Gh62 badrecord mstate #64

Merged
merged 5 commits into from Oct 23, 2012

Conversation

Projects
None yet
2 participants
Contributor

slfritchie commented Oct 18, 2012

Rather than squash commits, I wanted to leave all 5 parts as the are for easier review, if that's what the reviewer wishes.

  1. Add an eunit test that exposes the bug.
  2. Fix the bug.
  3. Change behavior of CRC error: don't treat it as a fatal error, in hope that stuff later in the file (if any) are salvagable.
  4. Refactor using "after" to consolidate file handle closing.
  5. Fix the same bug elsewhere.

Item 3 is reasonable, I believe, though if a large part of a file has corruption, an unintended effect could be error message spam.

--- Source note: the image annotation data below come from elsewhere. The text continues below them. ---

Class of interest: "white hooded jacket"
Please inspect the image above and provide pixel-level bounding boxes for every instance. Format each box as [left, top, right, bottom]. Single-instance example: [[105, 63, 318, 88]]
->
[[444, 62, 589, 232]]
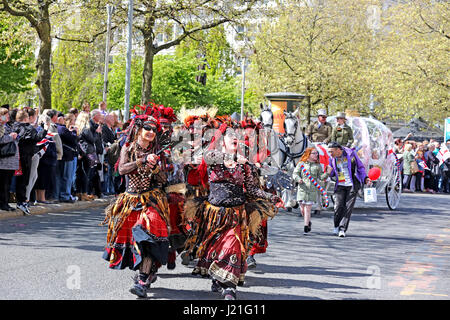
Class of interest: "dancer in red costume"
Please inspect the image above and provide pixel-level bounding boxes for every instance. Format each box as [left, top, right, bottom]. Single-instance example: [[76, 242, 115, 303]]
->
[[103, 107, 170, 297], [182, 118, 283, 300]]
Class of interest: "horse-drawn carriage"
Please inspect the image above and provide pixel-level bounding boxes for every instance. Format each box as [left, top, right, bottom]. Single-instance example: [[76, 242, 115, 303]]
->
[[260, 100, 402, 210]]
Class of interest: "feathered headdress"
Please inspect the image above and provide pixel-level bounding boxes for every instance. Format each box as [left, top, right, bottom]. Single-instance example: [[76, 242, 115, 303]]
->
[[158, 104, 177, 124], [126, 102, 161, 146], [178, 107, 217, 128]]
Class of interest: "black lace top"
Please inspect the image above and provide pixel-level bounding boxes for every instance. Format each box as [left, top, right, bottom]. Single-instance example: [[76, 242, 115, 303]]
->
[[207, 151, 278, 207]]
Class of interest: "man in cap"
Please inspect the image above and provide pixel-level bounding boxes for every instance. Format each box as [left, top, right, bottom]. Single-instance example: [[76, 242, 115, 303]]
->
[[331, 112, 354, 148], [328, 142, 372, 237], [305, 109, 333, 143]]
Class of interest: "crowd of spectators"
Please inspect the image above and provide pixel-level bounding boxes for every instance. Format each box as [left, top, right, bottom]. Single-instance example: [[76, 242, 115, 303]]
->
[[394, 136, 450, 193], [0, 102, 126, 215]]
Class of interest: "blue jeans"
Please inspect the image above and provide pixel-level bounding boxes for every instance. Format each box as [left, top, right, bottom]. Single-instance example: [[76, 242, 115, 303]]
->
[[59, 160, 75, 201]]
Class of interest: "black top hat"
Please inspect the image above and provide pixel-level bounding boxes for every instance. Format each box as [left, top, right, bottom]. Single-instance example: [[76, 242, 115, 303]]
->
[[328, 141, 342, 149]]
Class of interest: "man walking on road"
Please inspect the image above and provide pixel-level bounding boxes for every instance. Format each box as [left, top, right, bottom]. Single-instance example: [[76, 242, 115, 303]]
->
[[328, 142, 371, 237]]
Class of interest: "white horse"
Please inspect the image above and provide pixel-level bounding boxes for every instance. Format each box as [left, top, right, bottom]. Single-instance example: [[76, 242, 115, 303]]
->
[[281, 109, 312, 211], [260, 104, 311, 211]]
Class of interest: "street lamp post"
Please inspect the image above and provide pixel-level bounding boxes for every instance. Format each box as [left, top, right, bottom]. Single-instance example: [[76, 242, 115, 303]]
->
[[103, 4, 114, 102], [241, 56, 247, 121], [124, 0, 133, 121]]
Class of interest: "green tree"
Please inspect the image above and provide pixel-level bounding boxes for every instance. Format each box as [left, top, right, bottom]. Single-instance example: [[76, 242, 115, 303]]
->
[[0, 13, 34, 94], [249, 0, 371, 121], [373, 0, 450, 123]]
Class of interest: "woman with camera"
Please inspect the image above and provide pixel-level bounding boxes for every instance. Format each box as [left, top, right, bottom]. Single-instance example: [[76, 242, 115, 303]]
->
[[0, 108, 19, 211]]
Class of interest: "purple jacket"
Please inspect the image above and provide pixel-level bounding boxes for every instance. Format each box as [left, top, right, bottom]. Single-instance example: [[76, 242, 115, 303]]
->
[[330, 147, 367, 191]]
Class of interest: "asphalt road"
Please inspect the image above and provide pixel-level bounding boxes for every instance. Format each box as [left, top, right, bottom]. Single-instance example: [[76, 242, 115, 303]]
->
[[0, 194, 450, 300]]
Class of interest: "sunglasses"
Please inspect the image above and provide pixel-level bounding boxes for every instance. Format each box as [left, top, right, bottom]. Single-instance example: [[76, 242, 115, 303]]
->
[[142, 124, 156, 132]]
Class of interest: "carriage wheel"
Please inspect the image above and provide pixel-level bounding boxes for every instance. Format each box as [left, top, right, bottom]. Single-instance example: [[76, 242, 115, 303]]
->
[[385, 167, 402, 210]]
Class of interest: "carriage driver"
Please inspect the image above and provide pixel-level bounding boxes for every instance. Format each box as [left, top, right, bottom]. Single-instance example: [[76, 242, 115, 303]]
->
[[305, 109, 333, 143]]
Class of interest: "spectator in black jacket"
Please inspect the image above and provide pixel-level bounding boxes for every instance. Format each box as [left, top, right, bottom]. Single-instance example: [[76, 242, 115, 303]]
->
[[102, 114, 117, 194], [80, 109, 103, 198], [58, 114, 78, 203], [13, 110, 47, 215]]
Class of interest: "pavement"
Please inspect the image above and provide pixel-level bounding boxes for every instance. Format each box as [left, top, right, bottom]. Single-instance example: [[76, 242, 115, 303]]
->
[[0, 196, 115, 220]]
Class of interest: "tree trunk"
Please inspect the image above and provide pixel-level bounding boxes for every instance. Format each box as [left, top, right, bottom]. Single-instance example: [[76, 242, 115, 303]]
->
[[35, 8, 52, 109], [141, 35, 155, 104]]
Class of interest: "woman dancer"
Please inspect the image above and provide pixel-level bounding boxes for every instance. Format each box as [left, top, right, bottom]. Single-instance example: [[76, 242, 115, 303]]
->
[[104, 110, 170, 298], [292, 147, 331, 235], [186, 120, 283, 300]]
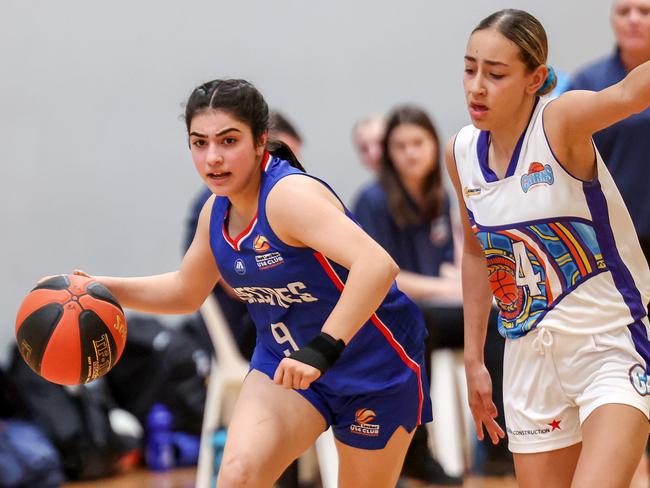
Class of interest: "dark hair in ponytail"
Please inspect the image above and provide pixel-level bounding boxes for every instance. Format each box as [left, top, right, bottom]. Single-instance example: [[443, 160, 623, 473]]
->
[[266, 139, 306, 172], [185, 79, 305, 171]]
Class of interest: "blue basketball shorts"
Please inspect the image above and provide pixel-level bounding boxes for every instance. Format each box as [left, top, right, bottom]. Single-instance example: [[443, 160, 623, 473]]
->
[[251, 343, 433, 450]]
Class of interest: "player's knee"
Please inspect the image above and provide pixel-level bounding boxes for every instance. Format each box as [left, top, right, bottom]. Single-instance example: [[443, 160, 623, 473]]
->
[[217, 455, 259, 488]]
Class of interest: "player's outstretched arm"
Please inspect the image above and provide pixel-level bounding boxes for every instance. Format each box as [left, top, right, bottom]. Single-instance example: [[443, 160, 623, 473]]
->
[[544, 61, 650, 152], [445, 138, 505, 444], [75, 193, 219, 314]]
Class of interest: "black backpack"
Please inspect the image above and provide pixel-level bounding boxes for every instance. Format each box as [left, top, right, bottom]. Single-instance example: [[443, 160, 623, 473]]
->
[[10, 348, 137, 479], [106, 315, 212, 434]]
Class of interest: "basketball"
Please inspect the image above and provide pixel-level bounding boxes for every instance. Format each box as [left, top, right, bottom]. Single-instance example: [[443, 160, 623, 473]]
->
[[489, 266, 517, 305], [16, 275, 126, 385]]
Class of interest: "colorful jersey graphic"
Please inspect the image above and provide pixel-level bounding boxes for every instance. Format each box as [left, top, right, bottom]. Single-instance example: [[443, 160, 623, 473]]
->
[[474, 221, 607, 338]]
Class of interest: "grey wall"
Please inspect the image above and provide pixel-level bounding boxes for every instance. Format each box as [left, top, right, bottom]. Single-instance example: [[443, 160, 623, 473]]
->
[[0, 0, 613, 358]]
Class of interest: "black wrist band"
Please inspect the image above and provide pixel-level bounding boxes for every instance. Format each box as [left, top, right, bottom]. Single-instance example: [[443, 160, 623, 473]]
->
[[289, 332, 345, 373]]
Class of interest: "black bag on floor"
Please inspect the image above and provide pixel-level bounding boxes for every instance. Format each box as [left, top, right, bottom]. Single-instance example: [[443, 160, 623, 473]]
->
[[106, 315, 212, 434], [10, 348, 133, 479]]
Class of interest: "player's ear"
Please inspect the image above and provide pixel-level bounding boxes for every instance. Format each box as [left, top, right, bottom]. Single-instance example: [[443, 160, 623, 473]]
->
[[255, 130, 269, 157], [526, 64, 548, 94]]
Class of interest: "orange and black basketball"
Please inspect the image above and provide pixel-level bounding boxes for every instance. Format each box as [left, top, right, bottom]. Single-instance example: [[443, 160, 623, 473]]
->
[[16, 275, 126, 385], [488, 257, 518, 306]]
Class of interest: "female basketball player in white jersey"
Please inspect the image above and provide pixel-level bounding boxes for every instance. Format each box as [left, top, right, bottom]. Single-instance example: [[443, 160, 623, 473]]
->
[[69, 80, 431, 488], [447, 10, 650, 488]]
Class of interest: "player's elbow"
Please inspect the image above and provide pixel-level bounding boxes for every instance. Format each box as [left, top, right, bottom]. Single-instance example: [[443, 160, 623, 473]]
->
[[375, 249, 399, 283]]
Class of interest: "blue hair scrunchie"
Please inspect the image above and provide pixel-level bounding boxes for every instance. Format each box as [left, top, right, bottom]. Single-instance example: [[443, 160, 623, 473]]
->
[[537, 64, 557, 95]]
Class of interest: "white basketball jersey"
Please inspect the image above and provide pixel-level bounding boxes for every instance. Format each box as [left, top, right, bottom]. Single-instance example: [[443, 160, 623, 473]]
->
[[454, 100, 650, 344]]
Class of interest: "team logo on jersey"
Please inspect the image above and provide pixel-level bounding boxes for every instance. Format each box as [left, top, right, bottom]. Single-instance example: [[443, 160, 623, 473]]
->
[[255, 251, 284, 270], [253, 234, 271, 252], [630, 364, 650, 396], [350, 408, 379, 437], [521, 163, 553, 193], [235, 258, 246, 275]]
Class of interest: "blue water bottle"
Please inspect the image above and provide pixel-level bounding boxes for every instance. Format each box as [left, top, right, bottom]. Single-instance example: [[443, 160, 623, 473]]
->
[[145, 403, 174, 471]]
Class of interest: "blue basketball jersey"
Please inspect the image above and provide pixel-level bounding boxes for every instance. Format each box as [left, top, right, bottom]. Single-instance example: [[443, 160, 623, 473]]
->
[[210, 154, 428, 416]]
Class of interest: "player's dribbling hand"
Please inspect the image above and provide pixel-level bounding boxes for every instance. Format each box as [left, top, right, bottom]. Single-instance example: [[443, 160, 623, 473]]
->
[[465, 364, 506, 444], [273, 358, 321, 390]]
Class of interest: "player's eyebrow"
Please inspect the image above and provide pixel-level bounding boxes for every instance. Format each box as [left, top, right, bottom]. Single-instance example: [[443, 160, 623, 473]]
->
[[465, 54, 508, 66]]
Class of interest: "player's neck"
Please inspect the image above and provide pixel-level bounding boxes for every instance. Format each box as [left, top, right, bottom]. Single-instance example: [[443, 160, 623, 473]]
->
[[488, 98, 535, 178], [228, 174, 261, 221]]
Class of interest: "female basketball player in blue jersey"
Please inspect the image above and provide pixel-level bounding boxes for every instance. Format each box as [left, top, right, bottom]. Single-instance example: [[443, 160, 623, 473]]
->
[[447, 10, 650, 487], [69, 80, 431, 488]]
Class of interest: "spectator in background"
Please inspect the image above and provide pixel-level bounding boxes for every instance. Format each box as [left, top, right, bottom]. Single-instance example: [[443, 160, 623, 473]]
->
[[352, 114, 386, 173], [354, 105, 514, 478], [568, 0, 650, 262]]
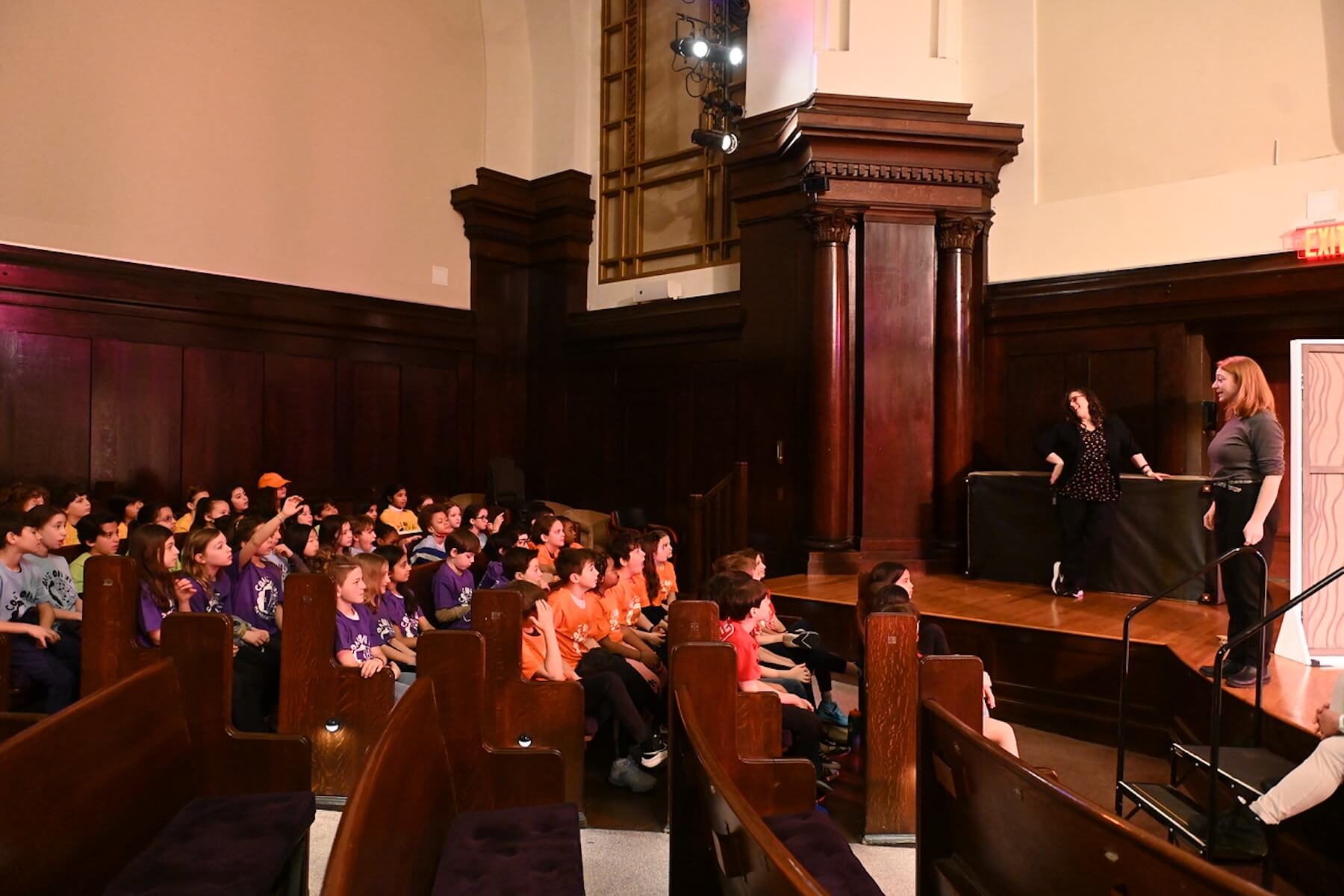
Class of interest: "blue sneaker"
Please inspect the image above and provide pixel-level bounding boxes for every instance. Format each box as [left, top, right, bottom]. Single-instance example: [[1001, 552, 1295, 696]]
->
[[817, 700, 850, 728]]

However, for a large spam tsunami, I think you'd have to have corruption inside multiple objects but not affecting the inter-object headers ... which seems unlikely.

Item 4 makes the code a bit longer but is the pattern intended for try/catch/after use, which I hope shows clearer intent.

slfritchie added some commits Oct 18, 2012

Add test to trigger {badrecord,mstate} error.
Modify the truncated_merge_test() function to trigger
the error that we're looking for ... there are a couple
of other ways that we could possibly corrupt the fold
accumulator so that merge would be confused, but we
won't try to address other other methods here.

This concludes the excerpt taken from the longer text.